Bayağı  uzun bir aradan sonra tekrar bölüm yayınlıyorum. Bu kadar uzun bir süreden sonra eski okuyucu kitlemin olmayacak olması beni üzüyor ama olsundu. Hala kütüphanesinden kaldırmayan arkadaşlarımız okuyabilecek. Normalde kitabı bitirmeden gelmeyecektim ama kitabın sonunu yazdım. Bildiğiniz oturdum son bölümü yazdım, arada ki bölümler olmadan. Biraz deli miyim ne? Her neyse, sonuç olarak yavaş yavaş bölüm yayınlayabileceğim. ilk üç bölüm aynı kalacaktı ama üçüncü bölüm aynı kalmıyor. O yüzden 3. bölümden başlıyorum yayınlamaya. İyi okumalar. Mutlu kalın. 

6 AY SONRA

ALEXANDRA'DAN

Tekrar buraya dönmek tuhaf hissettirdi. 6 ay sonra New York. Buradan ayrılırken ki halimi hatırladım. Güçsüz, dayanacak hali kalmamış, yıkılmak üzere olan bir ben. Eskisinden çokta farklı değilim aslında. Sadece daha güçlü, kimsenin bana zorla bir şey yaptırmasına izin vermeyen, istediğini elde eden, katı, sınırlarını kendisi çizen, nispeten daha kaba, lafını esirgemeyen, kafasına eseni estiği an yapan birine dönüştüm.

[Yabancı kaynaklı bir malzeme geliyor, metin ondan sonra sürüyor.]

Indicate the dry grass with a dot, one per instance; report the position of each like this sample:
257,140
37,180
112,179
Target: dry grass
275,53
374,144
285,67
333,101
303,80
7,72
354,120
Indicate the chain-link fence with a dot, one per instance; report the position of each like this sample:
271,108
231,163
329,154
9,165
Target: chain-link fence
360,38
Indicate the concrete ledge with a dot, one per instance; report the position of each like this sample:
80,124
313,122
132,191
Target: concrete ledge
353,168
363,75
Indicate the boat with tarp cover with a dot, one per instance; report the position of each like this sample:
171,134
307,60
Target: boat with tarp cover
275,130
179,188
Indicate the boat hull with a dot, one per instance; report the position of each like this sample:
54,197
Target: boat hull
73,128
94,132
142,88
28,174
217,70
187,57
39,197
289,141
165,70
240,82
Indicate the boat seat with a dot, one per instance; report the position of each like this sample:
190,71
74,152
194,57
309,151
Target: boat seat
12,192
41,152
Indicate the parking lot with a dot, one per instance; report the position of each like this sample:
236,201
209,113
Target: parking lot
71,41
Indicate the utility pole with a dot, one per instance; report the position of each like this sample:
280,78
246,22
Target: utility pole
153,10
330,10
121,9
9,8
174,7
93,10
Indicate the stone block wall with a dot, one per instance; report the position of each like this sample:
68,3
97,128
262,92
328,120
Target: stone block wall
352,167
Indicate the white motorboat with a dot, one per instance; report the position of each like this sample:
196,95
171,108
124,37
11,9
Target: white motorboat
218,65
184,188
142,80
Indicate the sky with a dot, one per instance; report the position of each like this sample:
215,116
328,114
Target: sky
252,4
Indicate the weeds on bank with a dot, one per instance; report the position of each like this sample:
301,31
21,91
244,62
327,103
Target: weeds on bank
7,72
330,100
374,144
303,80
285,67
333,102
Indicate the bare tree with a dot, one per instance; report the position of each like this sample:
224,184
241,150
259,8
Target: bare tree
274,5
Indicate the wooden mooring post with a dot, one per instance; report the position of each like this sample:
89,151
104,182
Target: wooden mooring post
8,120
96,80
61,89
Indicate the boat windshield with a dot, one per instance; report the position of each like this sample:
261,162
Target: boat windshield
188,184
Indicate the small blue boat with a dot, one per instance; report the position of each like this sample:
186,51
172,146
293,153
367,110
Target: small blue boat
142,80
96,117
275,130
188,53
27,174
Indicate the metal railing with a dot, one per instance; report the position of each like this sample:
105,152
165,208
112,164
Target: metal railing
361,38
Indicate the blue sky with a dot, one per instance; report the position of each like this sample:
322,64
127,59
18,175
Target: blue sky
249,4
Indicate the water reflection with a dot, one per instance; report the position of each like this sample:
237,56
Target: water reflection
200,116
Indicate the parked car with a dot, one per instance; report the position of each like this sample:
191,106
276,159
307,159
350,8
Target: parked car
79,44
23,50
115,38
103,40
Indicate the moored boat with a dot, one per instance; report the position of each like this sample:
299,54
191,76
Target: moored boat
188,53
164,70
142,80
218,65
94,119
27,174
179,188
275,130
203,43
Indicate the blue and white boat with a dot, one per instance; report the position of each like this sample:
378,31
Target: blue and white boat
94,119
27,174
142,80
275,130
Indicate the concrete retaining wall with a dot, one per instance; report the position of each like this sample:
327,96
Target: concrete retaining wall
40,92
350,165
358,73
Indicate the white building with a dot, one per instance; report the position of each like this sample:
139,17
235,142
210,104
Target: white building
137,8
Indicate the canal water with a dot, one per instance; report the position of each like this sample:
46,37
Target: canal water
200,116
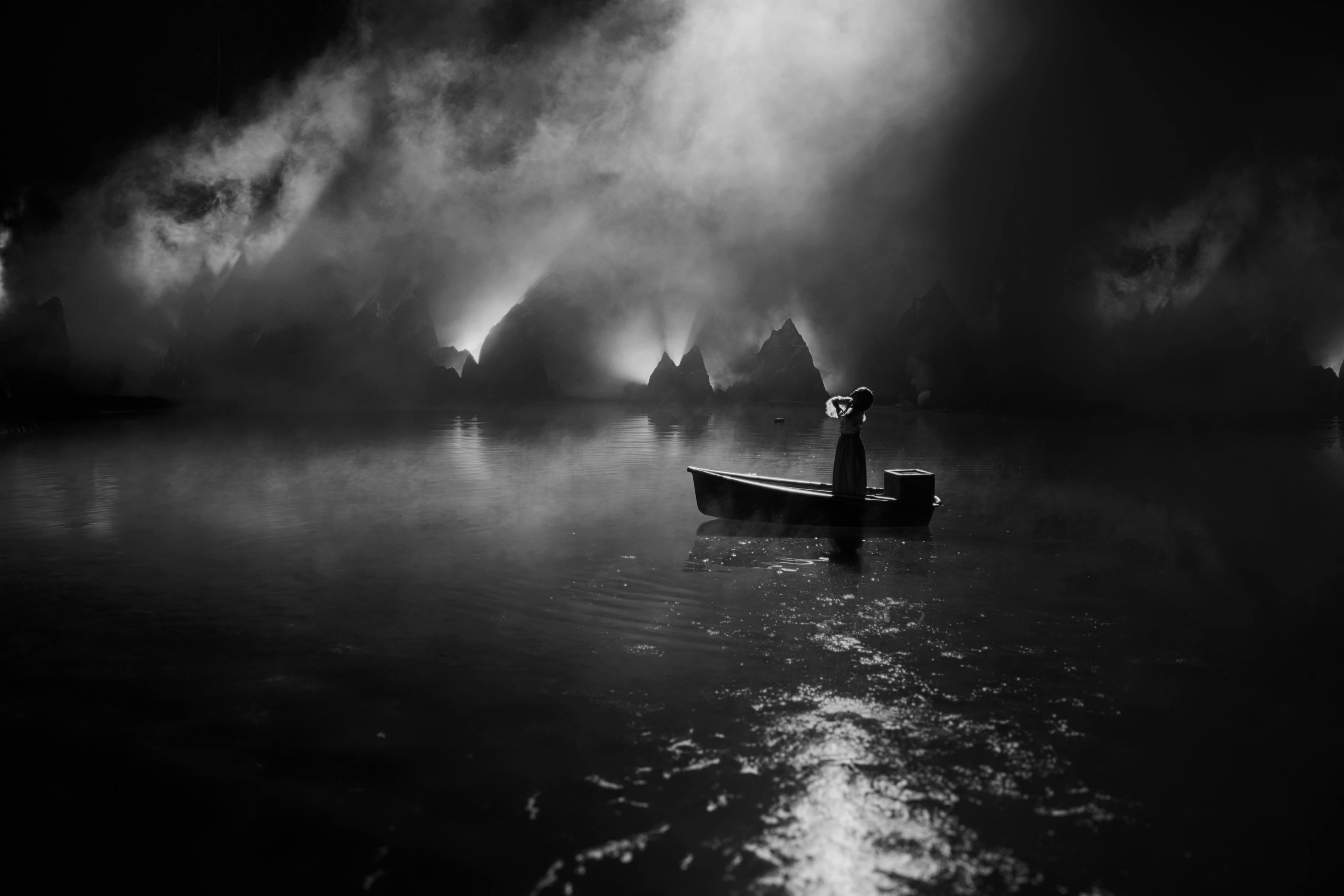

Tamam. Bayağı bir değişmişim.

Orada bulunduğum 6 ayda araba kullanmayı öğrenip ve lanet koma olayında sonra çöken vücudumu eski haline getirip belki biraz daha güçlendirdim. Orada okuluma devam etmiş hiçbir dersten geri kalmamıştım. Zaten oldukça fazla açık arayla başlamıştım. Yazın ise tamamen bir parti kızı olup yanıma yaklaşmasına izin verdiğim tek insan Kaitleen ve İvan ile kafayı bulmuştum.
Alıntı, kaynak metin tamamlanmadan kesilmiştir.